False. The vaccine’s most common side effect is soreness at the vaccination site for up to two days. You may experience post-shot fever, malaise, sore muscles, and other symptoms resembling the flu that can last for one to two days. The flu vaccine can’t cause flu because it contains only inactivated viruses.
Chicken soup can help relieve cold symptoms.
True. Steaming hot, homemade chicken soup can help clear mucous particles from your nose, remove nasal secretions that contain viruses and bacteria, and hydrate your body. Chicken soup is also nutritious, tasty, inexpensive, and has no known side effects, unless you’re on a sodium-restricted diet!
Some people believe that vitamin C can prevent colds or relieve symptoms. There’s no conclusive evidence of this, but the vitamin may reduce the severity or duration of symptoms, according to the National Institute of Allergy and Infectious Diseases. Another proposed therapy, interferon-alpha nasal spray, could prevent infection and illness but causes unacceptable side effects like nosebleeds, according to the Institute. You may have your own unproven theories about what works. As long as it’s not harmful, try it, but be skeptical of “cures” that haven’t been clinically proven in a well-designed, placebo-controlled study.
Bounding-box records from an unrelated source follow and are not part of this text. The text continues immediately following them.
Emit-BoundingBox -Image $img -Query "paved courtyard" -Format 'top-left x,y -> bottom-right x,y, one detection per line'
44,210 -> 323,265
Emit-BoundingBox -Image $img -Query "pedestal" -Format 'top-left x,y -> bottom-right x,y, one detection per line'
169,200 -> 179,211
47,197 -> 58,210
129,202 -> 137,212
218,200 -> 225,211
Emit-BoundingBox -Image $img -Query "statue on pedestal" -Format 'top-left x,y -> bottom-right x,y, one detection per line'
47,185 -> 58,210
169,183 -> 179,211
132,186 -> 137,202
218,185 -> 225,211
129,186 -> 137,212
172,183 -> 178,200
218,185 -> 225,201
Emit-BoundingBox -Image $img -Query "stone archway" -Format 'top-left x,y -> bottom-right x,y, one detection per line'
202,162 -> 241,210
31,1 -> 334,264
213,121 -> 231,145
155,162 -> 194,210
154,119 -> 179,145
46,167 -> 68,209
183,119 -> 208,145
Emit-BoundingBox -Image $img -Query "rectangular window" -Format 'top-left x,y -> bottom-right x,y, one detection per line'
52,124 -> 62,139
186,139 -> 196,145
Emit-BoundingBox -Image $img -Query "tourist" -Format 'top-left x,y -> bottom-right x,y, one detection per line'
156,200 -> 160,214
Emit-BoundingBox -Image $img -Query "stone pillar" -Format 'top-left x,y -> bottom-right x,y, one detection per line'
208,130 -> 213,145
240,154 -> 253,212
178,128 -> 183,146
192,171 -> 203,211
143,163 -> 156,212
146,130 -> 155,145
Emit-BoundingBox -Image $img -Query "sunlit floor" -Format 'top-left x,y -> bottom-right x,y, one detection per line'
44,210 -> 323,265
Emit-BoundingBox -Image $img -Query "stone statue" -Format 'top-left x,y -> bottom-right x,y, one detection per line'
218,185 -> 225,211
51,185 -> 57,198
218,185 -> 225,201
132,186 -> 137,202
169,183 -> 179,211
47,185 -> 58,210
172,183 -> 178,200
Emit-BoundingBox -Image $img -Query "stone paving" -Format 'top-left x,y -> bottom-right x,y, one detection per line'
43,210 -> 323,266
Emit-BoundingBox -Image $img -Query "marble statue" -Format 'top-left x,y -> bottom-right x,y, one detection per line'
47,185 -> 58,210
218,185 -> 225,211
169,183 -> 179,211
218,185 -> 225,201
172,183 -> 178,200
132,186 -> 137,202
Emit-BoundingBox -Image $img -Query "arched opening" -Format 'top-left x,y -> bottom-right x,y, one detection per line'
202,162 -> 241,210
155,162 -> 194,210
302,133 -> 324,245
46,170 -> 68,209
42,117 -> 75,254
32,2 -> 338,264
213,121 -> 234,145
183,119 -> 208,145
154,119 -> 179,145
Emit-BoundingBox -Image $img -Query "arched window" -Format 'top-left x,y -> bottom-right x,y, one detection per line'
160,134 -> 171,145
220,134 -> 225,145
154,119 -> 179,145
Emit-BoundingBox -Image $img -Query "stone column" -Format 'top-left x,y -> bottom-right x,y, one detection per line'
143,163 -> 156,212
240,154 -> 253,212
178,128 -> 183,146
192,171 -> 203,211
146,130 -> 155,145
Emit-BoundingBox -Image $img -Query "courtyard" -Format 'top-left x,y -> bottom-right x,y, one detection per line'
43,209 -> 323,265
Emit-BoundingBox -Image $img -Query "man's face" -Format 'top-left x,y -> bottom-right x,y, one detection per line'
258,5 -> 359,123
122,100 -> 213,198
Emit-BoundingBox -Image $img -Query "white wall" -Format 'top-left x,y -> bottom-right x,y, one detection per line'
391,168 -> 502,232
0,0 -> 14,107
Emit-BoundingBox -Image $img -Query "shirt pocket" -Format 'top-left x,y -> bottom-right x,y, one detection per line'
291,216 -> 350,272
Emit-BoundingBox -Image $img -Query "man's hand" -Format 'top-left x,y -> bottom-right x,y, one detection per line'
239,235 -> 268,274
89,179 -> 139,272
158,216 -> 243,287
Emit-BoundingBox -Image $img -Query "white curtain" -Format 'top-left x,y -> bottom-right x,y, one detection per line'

Exercising can help “sweat out” a cold.
False. Working up a sweat may make you feel better temporarily, just as breathing warm, moist air can help because both methods loosen head and nose congestion. The best things you can do are drink fluids and get plenty of bed rest. Your body is trying to attack the virus, so give in, and give your body a chance to fight off the infection. The only cure for the common cold or the flu is time. You’ll need to wait for your body to make enough antibodies to destroy the virus that is causing your condition. Doctors sometimes refer to this “treatment” as “tincture of time.”
Cold and flu-like symptoms can sometimes mimic more serious illnesses like strep throat, measles, and chickenpox. Allergies can also resemble colds with runny noses, sneezing, and general miserable feeling. If symptoms persist, become severe or localized in the throat, stomach, or lungs, or if other symptoms such as vomiting and behavioral changes occur, consult your physician. If you only have the typical symptoms, it’s probably not necessary to contact your physician immediately.